Much is still unknown about the suspects in Wednesday's mass shooting in San Bernardino, Calfiornia, but the details that have been revealed paint a somewhat unexpected picture of the two young parents believed to be responsible for the deadliest shooting in the U.S. since Sandy Hook.

Police say Syed Rizwan Farook, 28, and Tashfeen Malik, 27, were killed in a shootout with officers hours after the attack on the Inland Regional Center that left 14 dead and over a dozen others injured. Initial reports indicated a third shooter was involved, but San Bernardino Police Chief Jarrod Burguan said at an evening press conference that authorities are now "reasonably confident" that there were only two suspects.

Farook was an environmental health specialist with the county health department who inspected restaurants and hotels, and police say he had been attending an office holiday party in the building where the shooting occurred. Investigators believe he left the party angrily for some reason, returned with Malik, and opened fire.

According to police, they were wearing tactical gear and armed with semi-automatic hand guns and rifles. CNN reported that two of the guns were legally purchased by Farook, and two rifles were legally purchased by someone else who is currently not believed to be involved in the shooting.

Investigators found a bag in a conference room in the building after the shooting that contained rudimentary explosive devices rigged to a remote-controlled toy car, according to CNN.

No motive has been identified at this point, and the FBI said Wednesday night that there is not yet enough information to determine whether this was an act of terrorism.

According to the Greater Los Angeles Area chapter of the Council on American-Islamic Relations, the couple had a 6-month-old daughter who they left with relatives before the shooting, claiming they had a doctor's appointment.

Farhan Khan, the husband of Farook's sister, told reporters Wednesday that the family has "absolutely no idea" why they did this.

Co-workers told the Associated Press that Farook traveled to Saudi Arabia at some point, returned with a wife, and later grew a beard. According to the Washington Post, Hussam Ayloush, executive director of the Los Angeles CAIR chapter, said Farook and Malik had been married for two years.

Farook is an American citizen who was born in Illinois. Ayloush said Malik was born in Pakistan.

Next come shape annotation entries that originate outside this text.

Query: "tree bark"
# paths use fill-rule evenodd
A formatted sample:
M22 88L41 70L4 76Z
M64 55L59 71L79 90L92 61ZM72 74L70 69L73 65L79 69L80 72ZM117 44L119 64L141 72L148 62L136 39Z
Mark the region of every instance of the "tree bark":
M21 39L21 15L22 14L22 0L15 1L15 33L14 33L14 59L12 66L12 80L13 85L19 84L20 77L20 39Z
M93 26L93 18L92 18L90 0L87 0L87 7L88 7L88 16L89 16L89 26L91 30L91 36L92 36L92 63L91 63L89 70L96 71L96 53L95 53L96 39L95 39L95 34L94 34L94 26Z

According to the Los Angeles Times, co-workers said Farook generally seemed quiet but happy and appeared to be "living the American dream." He was known to be a devout Muslim, but former co-worker Griselda Reisinger told the paper he "never struck me as a fanatic."

"He was very religious. He would go to work, come back, go to pray, come back," Farook's father told the New York Daily News.

Online profiles that appear to belong to Farook provide a few additional details. In one, he describes himself as religious but modern, and says he enjoys working on vintage and modern cars, reading religious books, and "doing target practice" with his sister and friends. Another profile under the same user name on a site devoted to people seeking spouses from the United Arab Emirates lists Farook as a Sunni Muslim born in Chicago in 1987.

A baby registry on in Malik's name indicates a baby due date of May 17, 2015, but it only has a few items on it. Little else has been reported about her.

A home where the couple is believed to have lived in Redlands, California was searched by police on Wednesday night. Officers entered the house very cautiously out of fear that explosives may have been planted there.

Neighbors told reporters they were surprised the shooters lived in the area. One man who had been working in the area told KCAL he noticed several Middle Eastern men in the neighborhood recently, but he had not reported it to authorities.